Tuesday, April 22, 2008

Jews going beyond ‘kosher’

Food producers would win seal for business ethics

by Ed Stannard
New Haven Register Metro Editor
Sat, Apr 19, 2008

As Jews worldwide prepared for this evening’s Passover Seder, they were careful to buy kosher meat and other foodstuffs, prepared according to ancient law and custom.

For a number of Jews, however, the rituals of kashrut do not go far enough. The working conditions at the kosher slaughterhouses and other food-processing plants are also important, they say.

Concerned about labor issues, corporate responsibility and environmentalism, Hekhsher Tzedek, a project born in Conservative Judaism, plans to certify companies that fulfill ethical standards. The name translates as “justice certification.”

“The Hekhsher Tzedek project is still relatively new and it’s not completely defined,” said Rabbi Jon-Jay Tilsen of Congregation Beth El-Keser Israel in New Haven, who plans to publicize it in his congregation.

Keeping kosher requires observant Jews to avoid “unclean” foods, such as pork and shellfish, to separate meat and dairy and to use only foods that have been prepared according to rituals of purity. Many Jews have separate dishware for meat and dairy meals, and two additional special sets for Passover.

The Hekhsher Tzedek Commission has been meeting with companies and labor organizations and plans to release a list of products that meet the ethical standards, though using the Hekhsher Tzedek seal will be voluntary. Rabbi Morris Allen of Mendota Heights, Minn., director of the project, said the list will be released later this year.
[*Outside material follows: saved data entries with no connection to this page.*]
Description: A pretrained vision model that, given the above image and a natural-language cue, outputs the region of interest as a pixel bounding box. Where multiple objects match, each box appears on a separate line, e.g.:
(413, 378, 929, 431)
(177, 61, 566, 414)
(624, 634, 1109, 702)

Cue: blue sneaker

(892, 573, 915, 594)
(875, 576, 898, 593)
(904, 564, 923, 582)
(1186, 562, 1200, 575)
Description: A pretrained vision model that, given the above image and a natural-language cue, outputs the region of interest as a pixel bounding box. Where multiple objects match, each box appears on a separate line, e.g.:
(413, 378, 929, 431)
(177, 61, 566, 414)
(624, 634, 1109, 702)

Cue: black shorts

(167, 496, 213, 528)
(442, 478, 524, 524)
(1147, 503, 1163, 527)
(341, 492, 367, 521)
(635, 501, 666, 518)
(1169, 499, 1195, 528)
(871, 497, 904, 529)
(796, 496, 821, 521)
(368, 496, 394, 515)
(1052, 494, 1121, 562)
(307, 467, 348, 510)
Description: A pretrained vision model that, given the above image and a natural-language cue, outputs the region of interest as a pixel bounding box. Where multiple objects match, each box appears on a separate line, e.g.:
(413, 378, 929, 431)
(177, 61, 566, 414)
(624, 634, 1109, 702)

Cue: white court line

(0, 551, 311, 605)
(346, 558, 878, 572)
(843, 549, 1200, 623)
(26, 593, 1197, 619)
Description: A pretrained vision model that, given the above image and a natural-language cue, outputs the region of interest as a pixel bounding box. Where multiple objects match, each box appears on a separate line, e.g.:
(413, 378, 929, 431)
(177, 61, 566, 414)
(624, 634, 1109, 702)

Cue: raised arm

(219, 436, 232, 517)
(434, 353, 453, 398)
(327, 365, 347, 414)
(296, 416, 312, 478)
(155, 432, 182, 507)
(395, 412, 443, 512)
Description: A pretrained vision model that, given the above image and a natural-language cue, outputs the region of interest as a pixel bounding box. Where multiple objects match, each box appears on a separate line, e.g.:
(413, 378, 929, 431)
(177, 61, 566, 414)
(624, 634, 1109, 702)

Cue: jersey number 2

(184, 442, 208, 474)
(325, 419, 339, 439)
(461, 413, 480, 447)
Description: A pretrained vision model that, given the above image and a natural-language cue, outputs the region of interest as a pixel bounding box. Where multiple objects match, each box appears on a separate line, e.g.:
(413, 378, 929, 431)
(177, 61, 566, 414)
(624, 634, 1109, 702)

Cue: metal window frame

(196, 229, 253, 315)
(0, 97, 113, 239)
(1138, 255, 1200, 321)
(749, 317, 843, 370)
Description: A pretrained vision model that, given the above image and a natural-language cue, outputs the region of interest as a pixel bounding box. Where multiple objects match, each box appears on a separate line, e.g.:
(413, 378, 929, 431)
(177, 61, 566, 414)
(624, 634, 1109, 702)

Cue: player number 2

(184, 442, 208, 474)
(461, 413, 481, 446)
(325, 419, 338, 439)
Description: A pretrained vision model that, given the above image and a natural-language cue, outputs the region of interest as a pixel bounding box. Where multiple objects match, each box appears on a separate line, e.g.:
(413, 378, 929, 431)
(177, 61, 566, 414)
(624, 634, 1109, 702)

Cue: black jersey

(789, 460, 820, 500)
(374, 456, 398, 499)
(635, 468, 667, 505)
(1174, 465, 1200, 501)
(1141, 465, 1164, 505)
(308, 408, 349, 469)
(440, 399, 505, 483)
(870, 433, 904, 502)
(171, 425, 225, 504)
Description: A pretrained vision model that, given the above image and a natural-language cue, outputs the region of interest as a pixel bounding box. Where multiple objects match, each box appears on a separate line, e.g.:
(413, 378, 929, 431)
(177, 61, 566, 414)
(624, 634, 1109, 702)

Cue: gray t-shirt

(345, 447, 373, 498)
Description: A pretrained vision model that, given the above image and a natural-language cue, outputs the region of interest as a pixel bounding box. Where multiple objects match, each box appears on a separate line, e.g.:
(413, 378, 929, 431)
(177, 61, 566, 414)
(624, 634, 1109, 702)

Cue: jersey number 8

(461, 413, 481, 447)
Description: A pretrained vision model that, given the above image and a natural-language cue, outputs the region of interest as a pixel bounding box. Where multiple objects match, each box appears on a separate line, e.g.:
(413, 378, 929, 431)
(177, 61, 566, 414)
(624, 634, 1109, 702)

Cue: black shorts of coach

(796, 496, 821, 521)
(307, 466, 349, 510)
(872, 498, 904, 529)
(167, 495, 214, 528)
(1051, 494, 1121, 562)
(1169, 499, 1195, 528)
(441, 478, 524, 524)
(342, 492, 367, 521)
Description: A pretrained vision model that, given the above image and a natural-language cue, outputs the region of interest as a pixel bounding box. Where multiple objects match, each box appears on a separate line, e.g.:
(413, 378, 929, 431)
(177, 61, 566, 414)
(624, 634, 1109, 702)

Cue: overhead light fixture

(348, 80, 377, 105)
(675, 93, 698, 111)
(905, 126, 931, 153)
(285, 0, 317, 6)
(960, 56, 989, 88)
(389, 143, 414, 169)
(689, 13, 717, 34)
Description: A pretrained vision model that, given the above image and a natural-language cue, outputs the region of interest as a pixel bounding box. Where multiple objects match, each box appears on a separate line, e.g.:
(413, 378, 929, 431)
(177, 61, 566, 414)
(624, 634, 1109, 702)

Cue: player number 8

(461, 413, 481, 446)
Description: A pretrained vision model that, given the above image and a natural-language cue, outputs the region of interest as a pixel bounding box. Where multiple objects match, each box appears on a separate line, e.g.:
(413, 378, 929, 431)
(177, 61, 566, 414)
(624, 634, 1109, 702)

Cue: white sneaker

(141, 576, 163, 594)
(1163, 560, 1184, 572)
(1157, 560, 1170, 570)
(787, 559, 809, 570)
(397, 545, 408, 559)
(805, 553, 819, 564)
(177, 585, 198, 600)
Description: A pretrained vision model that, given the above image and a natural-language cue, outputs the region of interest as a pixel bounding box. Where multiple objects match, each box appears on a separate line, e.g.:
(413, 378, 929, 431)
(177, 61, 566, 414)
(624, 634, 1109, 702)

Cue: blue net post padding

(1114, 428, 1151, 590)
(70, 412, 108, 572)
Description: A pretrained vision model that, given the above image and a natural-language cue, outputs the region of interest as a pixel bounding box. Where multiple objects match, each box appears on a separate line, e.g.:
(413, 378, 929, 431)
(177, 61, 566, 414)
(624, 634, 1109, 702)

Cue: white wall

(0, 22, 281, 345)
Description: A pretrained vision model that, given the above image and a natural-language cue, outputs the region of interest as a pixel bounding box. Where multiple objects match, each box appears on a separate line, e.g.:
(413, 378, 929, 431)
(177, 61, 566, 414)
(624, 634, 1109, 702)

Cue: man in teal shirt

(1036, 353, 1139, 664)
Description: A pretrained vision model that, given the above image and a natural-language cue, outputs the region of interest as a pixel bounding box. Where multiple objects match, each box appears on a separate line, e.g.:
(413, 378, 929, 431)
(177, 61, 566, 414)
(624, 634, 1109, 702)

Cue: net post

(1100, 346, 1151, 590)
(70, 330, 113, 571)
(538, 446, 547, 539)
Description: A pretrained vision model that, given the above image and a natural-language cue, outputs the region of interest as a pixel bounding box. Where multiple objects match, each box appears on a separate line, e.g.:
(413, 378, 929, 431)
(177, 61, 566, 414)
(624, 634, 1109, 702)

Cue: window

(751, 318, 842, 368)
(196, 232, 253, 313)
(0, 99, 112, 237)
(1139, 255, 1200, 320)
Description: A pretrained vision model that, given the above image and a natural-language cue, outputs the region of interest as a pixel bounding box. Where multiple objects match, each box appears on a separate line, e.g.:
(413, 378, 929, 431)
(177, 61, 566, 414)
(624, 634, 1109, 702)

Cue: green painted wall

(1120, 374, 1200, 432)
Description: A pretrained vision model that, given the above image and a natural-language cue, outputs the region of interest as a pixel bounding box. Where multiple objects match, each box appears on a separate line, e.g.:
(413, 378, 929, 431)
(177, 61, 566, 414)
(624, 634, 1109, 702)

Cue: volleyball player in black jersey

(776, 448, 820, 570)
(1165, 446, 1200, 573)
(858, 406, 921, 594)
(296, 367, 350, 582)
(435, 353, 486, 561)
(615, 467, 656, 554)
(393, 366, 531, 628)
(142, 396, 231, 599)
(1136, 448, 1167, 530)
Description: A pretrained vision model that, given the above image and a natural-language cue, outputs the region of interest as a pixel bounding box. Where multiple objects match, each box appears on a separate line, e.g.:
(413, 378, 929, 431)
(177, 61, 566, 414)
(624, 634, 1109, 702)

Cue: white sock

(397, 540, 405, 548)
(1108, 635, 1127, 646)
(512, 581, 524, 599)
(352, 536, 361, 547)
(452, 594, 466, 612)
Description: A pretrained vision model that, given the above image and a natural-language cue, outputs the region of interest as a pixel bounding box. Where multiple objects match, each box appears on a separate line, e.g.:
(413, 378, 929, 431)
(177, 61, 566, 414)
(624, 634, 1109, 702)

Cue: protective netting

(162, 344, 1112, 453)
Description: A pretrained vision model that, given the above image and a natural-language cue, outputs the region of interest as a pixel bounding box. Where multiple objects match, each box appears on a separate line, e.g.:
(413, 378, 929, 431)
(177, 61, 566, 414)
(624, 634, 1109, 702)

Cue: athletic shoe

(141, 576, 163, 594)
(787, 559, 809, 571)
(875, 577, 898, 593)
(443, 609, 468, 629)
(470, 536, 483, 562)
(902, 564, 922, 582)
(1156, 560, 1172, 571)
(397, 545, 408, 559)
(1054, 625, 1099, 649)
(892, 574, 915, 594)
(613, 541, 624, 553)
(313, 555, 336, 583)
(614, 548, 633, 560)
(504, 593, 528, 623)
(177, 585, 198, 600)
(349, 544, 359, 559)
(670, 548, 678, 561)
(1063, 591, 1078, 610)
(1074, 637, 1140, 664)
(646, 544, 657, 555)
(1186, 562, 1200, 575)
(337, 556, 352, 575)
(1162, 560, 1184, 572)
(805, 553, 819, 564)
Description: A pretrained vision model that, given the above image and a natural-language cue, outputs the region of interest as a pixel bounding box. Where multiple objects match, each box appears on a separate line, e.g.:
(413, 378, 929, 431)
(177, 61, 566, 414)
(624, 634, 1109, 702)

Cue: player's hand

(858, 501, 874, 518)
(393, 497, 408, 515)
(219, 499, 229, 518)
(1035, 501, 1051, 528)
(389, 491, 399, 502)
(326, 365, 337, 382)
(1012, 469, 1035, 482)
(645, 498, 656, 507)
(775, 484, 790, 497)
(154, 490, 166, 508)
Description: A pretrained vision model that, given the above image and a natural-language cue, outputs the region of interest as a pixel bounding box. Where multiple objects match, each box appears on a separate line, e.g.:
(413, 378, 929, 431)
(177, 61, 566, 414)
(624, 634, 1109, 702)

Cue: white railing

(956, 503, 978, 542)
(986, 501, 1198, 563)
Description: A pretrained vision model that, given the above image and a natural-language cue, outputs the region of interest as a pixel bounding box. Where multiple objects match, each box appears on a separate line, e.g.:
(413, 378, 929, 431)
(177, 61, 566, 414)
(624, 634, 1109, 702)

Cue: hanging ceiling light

Hekhsher Tzedek expands the ethics of eating beyond kosher rituals to include other Jewish laws dealing with treating people fairly and dealing honestly in the commercial sphere.

“Traditionally, people have looked at these Jewish texts as silos — one in this field, the other in that area,” said Allen.

The Hekhsher Tzedek seal will be given to foods produced according to standards of fair wages and benefits, worker training, ethical corporate behavior and environmental impact, according to a policy statement issued by the commission.

Some Jews believe certification should be limited to the kosher laws, that other issues are addressed by state and federal laws and regulations.

Tilsen disagrees. “The idea is that there are a number of laws, particularly labor laws and environmental law, that are part of Jewish law, just as much as the law of kashrut, kosher law,” he said.

While voluntary, “It’s kind of like a Good Housekeeping seal for labor practices and environmental practices,” Tilsen said.

It would help Jews, as well as non-Jews, who are concerned about how their food is prepared to know what products to buy. “It really is the law already, but we really have no way to know whether we’re complying with it,” Tilsen said. “This will give people a way to comply with this area of Jewish law.”

Tilsen said the connection to Passover is easy to see. “Part of the message of Passover has to do with the dignity of labor, the meaning of labor. There’s nothing wrong with working, but it’s a question of working traditions and who you’re working for.”

Another concern is, “At Passover time, many Jewish families invest a great deal of attention into the details of food — ‘kosher for Passover’ — and it’s easy to lose the greater picture.”

Allen said, “What Hekhsher Tzedek really represents is an attempt to demonstrate that Judaism at its core wants us to be concerned with ritual as well as ethics and vice versa. Both ritual and ethics need to be present at all times.”

Rabbi Lina Zerbarini of Yale University Hillel said she is not involved with Hekhsher Tzedek but sympathizes with the project’s intent. Even as a vegetarian, she must deal with the complexities of the supermarket, she said.

Zerbarini said she buys eggs from cage-free chickens rather than from commercially farmed chickens confined to small cages. “One of the downsides of cage-free eggs is (the hens) are running around with the roosters, which means half of them are fertilized, so they’re not kosher,” she said. It’s a difficult choice to toss out fertilized eggs versus buying the commercial brands, she said.

Admitting that “I’m not where I’d like to be in my personal observance of these issues,” Zerbarini said everyone should grapple with them, though many do not.

“I think some of it is how much we’re willing to know. It’s very easy not to think about where our food is coming from. It just shows up in the supermarket. But how we spend our money is important.”